# Choose best model between logit, probit and nls

I’m analyzing a certain dataset, and I need to understand how to choose the best model that fits my data. I’m using R.

An example of data I have is the following:

``````corr <- c(0, 0, 10, 50, 70, 100, 100, 100, 90, 100, 100)
``````

These numbers correspond to the percentage of correct answers, under 11 different conditions (`cnt`):

``````cnt <- c(0, 82, 163, 242, 318, 390, 458, 521, 578, 628, 673)
``````

Firstly I tried to fit a probit model, and a logit model. Just now I found in the literature another equation to fit data similar to mine, so I tried to fit my data, using the `nls` function, according to that equation (but I don’t agree with that, and the author does not explain why he used that equation).

Here is the code for the three models I get:

``````resp.mat <- as.matrix(cbind(corr/10, (100-corr)/10))
ddprob.glm1 <- glm(resp.mat ~ cnt, family = binomial(link = "logit"))
ddprob.glm2 <- glm(resp.mat ~ cnt, family = binomial(link = "probit"))

ddprob.nls <- nls(corr ~ 100 / (1 + exp(k*(AMP-cnt))), start=list(k=0.01, AMP=5))
``````

Now I plotted data and the three fitted curves:

``````pcnt <- seq(min(cnt), max(cnt), len = max(cnt)-min(cnt))
pred.glm1 <- predict(ddprob.glm1, data.frame(cnt = pcnt), type = "response", se.fit=T)
pred.glm2 <- predict(ddprob.glm2, data.frame(cnt = pcnt), type = "response", se.fit=T)
pred.nls <- predict(ddprob.nls, data.frame(cnt = pcnt), type = "response", se.fit=T)

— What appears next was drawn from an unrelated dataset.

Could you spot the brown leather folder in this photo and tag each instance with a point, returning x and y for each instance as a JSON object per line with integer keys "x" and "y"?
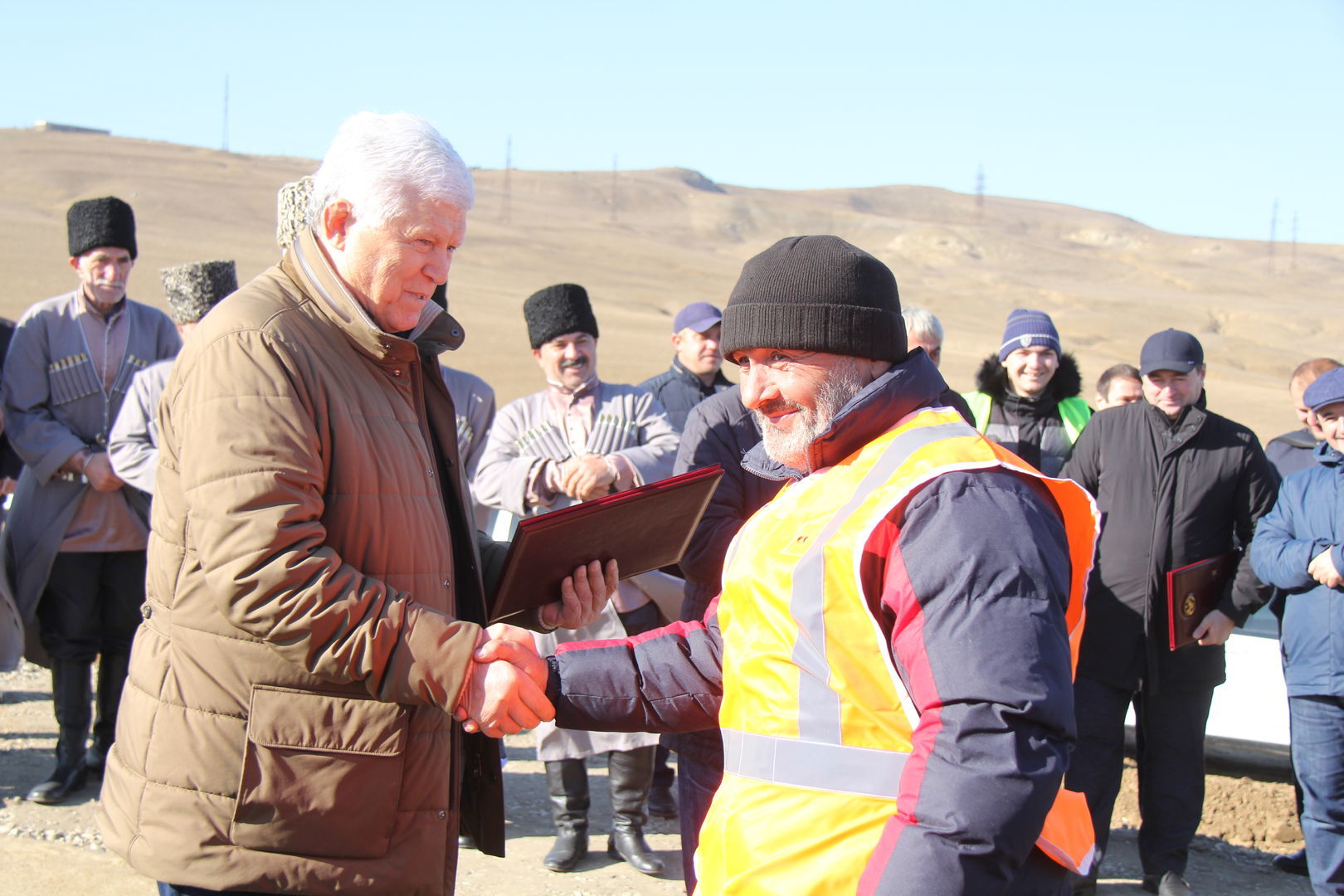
{"x": 1192, "y": 592}
{"x": 643, "y": 528}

plot(cnt, corr, xlim=c(0,673), ylim = c(0, 100), cex=1.5)
lines(pcnt, pred.nls, lwd = 2, lty=1, col="red", xlim=c(0,673))
lines(pcnt, pred.glm2\$fit*100, lwd = 2, lty=1, col="black", xlim=c(0,673)) #\$
lines(pcnt, pred.glm1\$fit*100, lwd = 2, lty=1, col="green", xlim=c(0,673))
`````` Now, I would like to know: what is the best model for my data?

• probit
• logit
• nls

The logLik for the three models are:

``````> logLik(ddprob.nls)
'log Lik.' -33.15399 (df=3)
> logLik(ddprob.glm1)
'log Lik.' -9.193351 (df=2)
> logLik(ddprob.glm2)
'log Lik.' -10.32332 (df=2)
``````

Is the logLik sufficient to choose the best model? (It would be the logit-model, right?)
Or is there something else I need to calculate?